Fallstrom suggests that workloads will never be truly cloud-native until we solve the problem of data portability and writes as follows…
Chugging wheel reinvention
As enterprises chug along their path to become more cloud-native by adopting containers and moving things into the cloud, they find themselves embedding a lot of data management functionality into their applications.
This is the wheel being reinvented repeatedly, often by developers who are not experts in enterprise storage infrastructure.
This isn’t the same for compute and networking, which have been standardized and largely virtualized. When it comes to data, your app needs to be aware of the infrastructure and where data is located, which just adds the overall complexity of containerisation and contributes to the need to reconfigure apps if something changes. This reality isn’t compatible with the philosophy of cloud-native workloads that people expect as they containerize. Just as compute has gone serverless to simplify orchestration, we need data to go storageless so that apps can access their data without knowing anything about the infrastructure running underneath.
What is storageless data?
When we talk about storageless data what we are really saying is that data management should be self-served from any site or any cloud and let automation optimise the serving and protection of data without putting a call into IT.

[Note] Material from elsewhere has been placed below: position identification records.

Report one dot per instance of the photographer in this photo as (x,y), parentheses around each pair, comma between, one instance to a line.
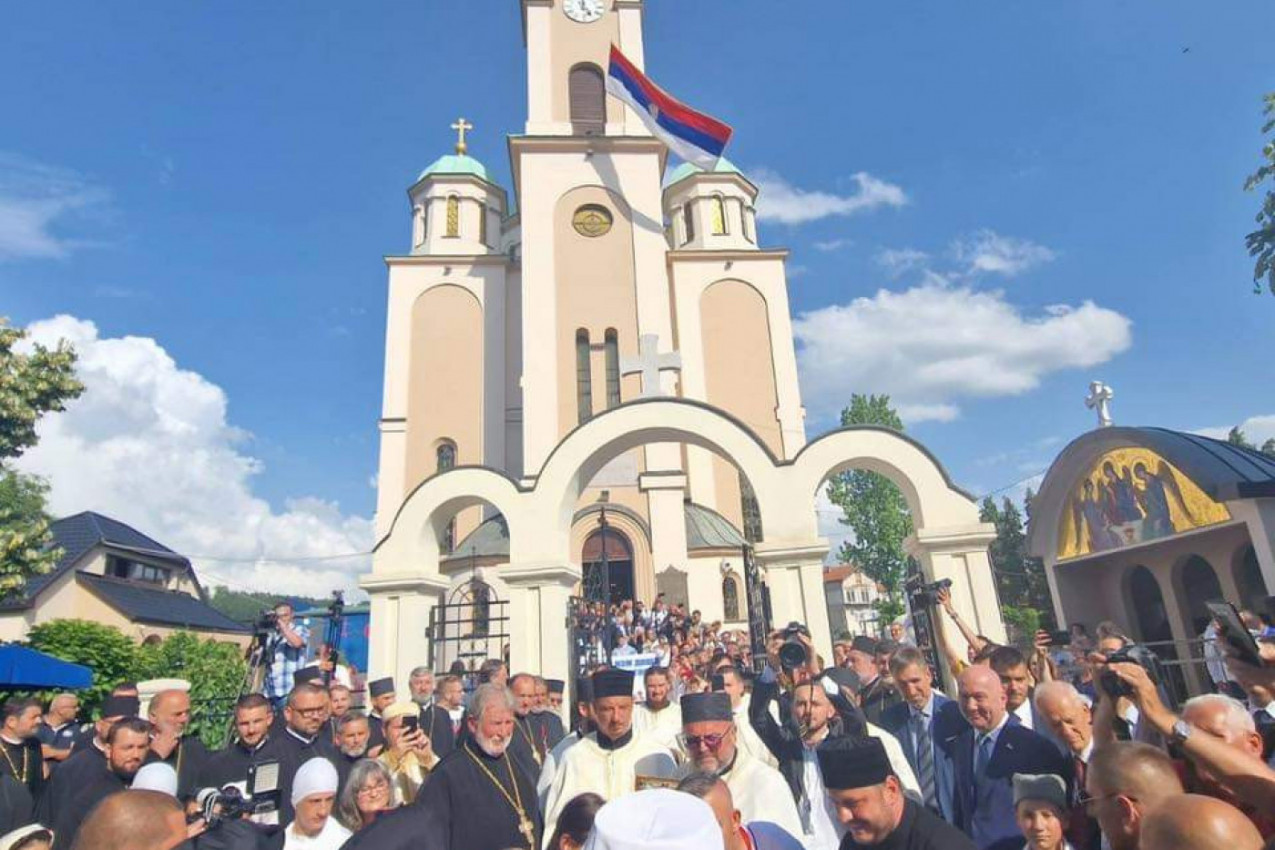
(286,653)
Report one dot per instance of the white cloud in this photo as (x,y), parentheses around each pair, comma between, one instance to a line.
(782,201)
(932,345)
(149,444)
(38,208)
(1257,430)
(988,252)
(899,261)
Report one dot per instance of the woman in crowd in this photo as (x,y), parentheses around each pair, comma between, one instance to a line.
(575,822)
(366,794)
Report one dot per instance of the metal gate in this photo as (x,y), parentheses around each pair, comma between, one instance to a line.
(472,626)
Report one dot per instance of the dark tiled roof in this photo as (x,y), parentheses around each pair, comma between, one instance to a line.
(78,534)
(158,605)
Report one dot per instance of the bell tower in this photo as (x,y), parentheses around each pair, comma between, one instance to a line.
(568,51)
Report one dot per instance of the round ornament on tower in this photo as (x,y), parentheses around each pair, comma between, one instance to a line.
(583,12)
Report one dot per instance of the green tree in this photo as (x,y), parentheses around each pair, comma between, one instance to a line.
(106,650)
(31,385)
(1261,242)
(1020,580)
(875,511)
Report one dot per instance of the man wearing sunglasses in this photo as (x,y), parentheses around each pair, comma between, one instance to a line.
(710,742)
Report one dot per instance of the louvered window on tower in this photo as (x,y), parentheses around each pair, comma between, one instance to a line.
(588,98)
(583,377)
(612,352)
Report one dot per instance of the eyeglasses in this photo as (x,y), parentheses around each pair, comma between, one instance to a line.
(708,742)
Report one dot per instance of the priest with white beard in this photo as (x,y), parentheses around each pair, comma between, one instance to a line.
(610,760)
(710,741)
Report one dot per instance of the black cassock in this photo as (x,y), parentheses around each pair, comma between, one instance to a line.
(436,724)
(188,758)
(467,811)
(73,775)
(231,765)
(94,781)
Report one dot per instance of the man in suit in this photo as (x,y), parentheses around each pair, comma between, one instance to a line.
(926,724)
(987,756)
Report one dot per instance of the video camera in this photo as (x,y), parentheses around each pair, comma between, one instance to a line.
(230,803)
(923,594)
(792,654)
(1116,687)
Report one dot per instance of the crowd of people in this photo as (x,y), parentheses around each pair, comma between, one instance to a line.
(1057,748)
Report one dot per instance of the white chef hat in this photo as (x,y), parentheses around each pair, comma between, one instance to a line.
(156,776)
(655,820)
(316,776)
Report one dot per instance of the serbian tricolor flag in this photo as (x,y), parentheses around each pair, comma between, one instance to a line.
(692,135)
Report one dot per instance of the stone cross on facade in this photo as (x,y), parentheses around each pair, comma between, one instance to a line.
(649,363)
(1099,398)
(460,126)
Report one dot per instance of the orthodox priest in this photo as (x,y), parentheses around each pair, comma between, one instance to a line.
(478,798)
(712,743)
(611,760)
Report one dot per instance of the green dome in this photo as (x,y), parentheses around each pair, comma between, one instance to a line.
(684,171)
(455,165)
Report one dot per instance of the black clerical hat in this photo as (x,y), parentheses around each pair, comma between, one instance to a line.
(121,707)
(612,683)
(848,763)
(306,674)
(714,705)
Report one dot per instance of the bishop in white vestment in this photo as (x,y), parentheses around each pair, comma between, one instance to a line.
(610,760)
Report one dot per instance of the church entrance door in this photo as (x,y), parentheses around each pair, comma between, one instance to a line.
(619,566)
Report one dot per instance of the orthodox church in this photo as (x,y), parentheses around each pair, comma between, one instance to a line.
(599,367)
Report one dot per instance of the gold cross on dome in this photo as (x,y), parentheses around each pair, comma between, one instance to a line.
(460,126)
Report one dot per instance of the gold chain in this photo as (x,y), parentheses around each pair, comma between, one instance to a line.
(524,823)
(13,769)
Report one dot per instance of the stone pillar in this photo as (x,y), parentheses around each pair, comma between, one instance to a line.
(538,599)
(400,619)
(960,553)
(794,576)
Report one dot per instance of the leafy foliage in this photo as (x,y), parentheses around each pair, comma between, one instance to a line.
(214,669)
(106,650)
(1261,242)
(1021,585)
(875,510)
(31,385)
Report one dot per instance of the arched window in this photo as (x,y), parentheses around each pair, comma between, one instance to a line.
(718,208)
(453,217)
(612,351)
(588,98)
(731,598)
(750,511)
(583,377)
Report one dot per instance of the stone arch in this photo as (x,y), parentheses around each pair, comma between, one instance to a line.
(1195,583)
(1247,572)
(932,498)
(585,450)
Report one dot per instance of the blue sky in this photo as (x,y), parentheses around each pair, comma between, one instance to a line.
(212,186)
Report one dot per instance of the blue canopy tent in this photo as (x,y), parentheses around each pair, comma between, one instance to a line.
(27,669)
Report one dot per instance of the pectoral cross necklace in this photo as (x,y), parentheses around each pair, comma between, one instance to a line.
(515,799)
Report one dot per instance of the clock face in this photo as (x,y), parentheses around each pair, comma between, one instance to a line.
(583,12)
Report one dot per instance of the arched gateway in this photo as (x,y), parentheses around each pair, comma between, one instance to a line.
(607,384)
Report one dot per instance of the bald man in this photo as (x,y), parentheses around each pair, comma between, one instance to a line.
(987,756)
(133,821)
(1125,781)
(170,715)
(1196,822)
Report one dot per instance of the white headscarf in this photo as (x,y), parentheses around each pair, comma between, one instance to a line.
(316,776)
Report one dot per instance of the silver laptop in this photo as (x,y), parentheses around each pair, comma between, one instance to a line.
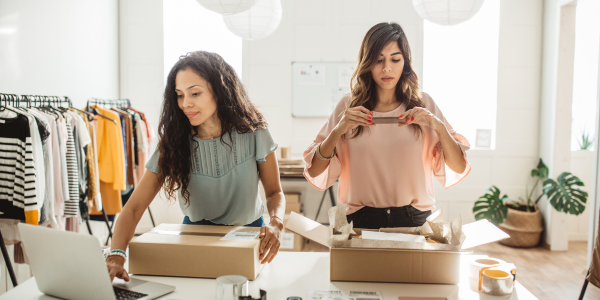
(71,266)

This is achievable when data is managed through the metadata; lightweight and descriptive, metadata can be replicated everywhere without effort making app data portable.
This allows for the orchestration of data along with compute by relieving the need for applications to take on the job of data management and plugging that gap that holds us back from a cloud-native Nirvana.
From the company’s product pages, we can see that it advocates working in a format where all data is accessible active-active across all sites through a universal global namespace, virtualised and replicated at file-level granularity.
It further notes that managing data at file-level granularity is the only way to efficiently scale across complex mixed infrastructure without creating unnecessary copies of entire volumes of data.
Extensible metadata allows for user-defined metadata (keywords and tags) as well as pre-declared entries (labels and attributes) to be added to the file system. Users can view, filter and search metadata in-place while navigating the namespace. Rather than relying on filenames to identify data, user-defined metadata rapidly, accurately, and efficiently enables users to find the data they need.